Ce n'est donc pas la lecture de ces chiffres qui conduisent le président de l'Institut des vins du Douro et de Porto, Manuel Cabral, à se lamenter sur le fait que "les Portugais ont une mauvaise relation avec le porto". Une étude de 2007 permet d'expliquer en partie ce paradoxe apparent : la grande majorité des personnes interrogées avaient du porto chez eux, mais ils étaient très peu à l'avoir acheté et encore moins à le boire. "Les Portugais achètent du porto pour l'offrir, et celui qu'ils possèdent à la maison leur a été offert", explique Isabel Marrana, à la tête de l'Association des entreprises de Porto (AEVP). "On ne boit pas du porto à Noël, comme en Angleterre ; on l'achète pour l'offrir", précise-t-elle.

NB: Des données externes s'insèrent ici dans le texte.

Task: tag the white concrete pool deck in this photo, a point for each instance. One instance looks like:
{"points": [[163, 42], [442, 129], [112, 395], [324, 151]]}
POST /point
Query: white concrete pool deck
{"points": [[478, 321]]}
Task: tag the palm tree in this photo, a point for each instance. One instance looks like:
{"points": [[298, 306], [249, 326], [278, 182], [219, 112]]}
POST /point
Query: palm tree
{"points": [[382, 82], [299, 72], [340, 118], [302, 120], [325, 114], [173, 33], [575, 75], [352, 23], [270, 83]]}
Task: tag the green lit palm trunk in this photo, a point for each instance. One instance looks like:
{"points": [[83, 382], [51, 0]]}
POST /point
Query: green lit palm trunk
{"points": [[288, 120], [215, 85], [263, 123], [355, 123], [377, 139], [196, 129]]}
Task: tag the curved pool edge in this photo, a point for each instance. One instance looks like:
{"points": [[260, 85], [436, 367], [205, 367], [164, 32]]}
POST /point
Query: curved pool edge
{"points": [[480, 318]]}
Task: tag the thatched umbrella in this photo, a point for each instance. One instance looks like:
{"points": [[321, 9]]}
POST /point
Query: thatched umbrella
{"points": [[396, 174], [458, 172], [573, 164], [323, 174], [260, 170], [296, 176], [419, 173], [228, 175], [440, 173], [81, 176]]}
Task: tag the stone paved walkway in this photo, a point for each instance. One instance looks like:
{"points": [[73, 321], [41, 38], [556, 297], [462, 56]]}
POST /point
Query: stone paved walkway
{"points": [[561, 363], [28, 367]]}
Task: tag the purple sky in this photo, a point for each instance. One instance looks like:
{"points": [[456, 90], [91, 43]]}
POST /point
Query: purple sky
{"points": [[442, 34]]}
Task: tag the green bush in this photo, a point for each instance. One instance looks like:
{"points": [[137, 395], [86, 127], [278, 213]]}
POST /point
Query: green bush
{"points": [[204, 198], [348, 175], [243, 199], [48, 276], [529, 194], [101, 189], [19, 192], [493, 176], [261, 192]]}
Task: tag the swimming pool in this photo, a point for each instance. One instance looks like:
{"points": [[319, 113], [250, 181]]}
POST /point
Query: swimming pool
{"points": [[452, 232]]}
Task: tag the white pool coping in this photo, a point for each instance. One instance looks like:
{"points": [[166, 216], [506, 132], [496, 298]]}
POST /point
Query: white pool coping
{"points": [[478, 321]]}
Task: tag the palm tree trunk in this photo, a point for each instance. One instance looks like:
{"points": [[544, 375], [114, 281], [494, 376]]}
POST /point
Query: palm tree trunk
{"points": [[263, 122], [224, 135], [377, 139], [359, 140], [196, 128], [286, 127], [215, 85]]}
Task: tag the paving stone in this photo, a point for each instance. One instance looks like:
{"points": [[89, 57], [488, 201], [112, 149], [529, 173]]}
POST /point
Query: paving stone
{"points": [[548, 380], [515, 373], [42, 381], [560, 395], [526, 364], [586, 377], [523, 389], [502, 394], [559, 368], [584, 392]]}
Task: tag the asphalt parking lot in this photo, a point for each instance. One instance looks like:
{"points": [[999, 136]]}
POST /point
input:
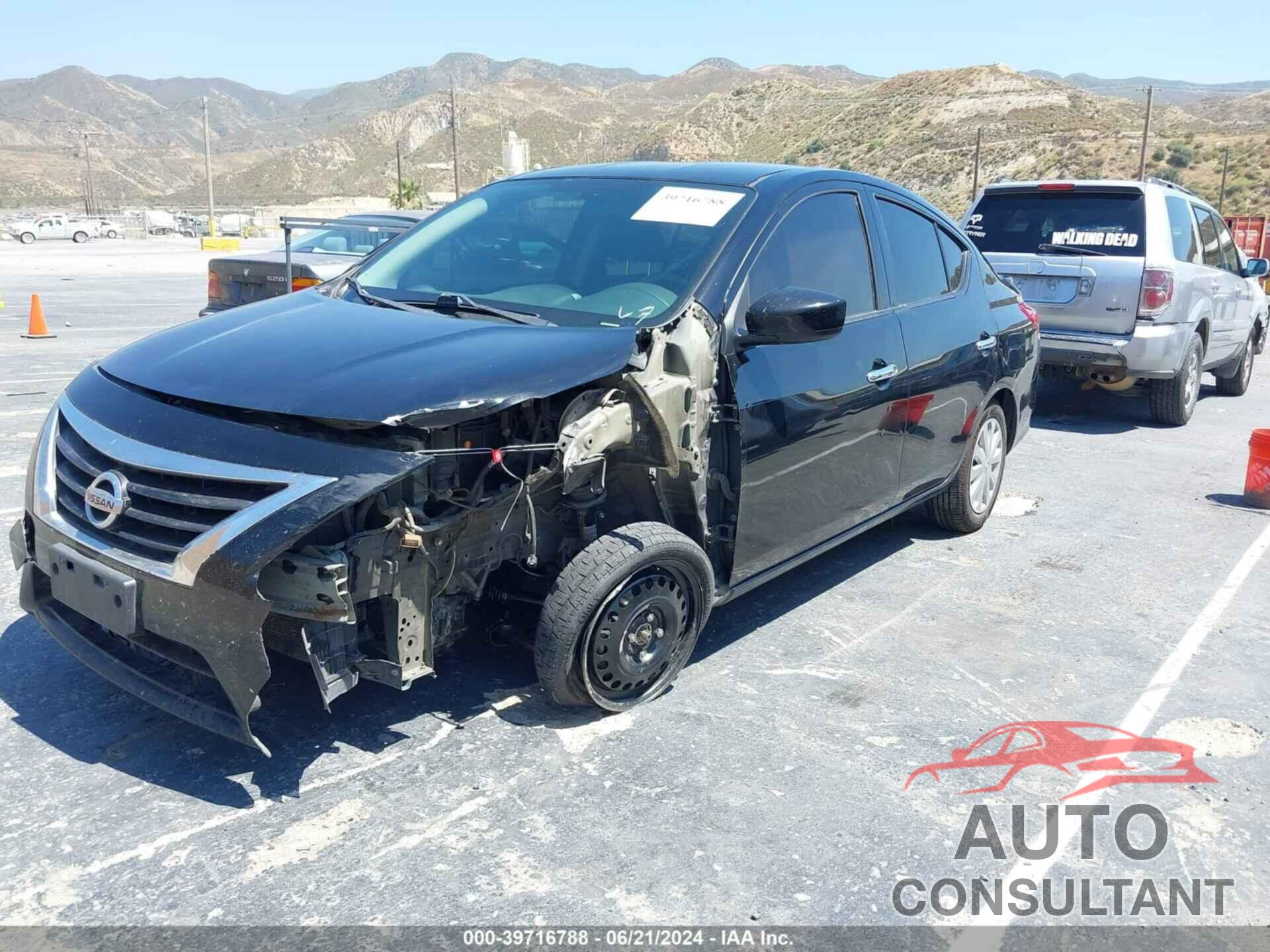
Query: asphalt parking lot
{"points": [[1118, 583]]}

Le mois de novembre est le meilleur mois de vente du porto et, si le volume des ventes de 2011 se maintient, cette année les quantités commercialisées entre septembre et décembre vont représenter environ 43 % du total annuel. Une tendance identique peut être constaté au niveau mondial, mais au Portugal ces chiffres sont encore plus accentués.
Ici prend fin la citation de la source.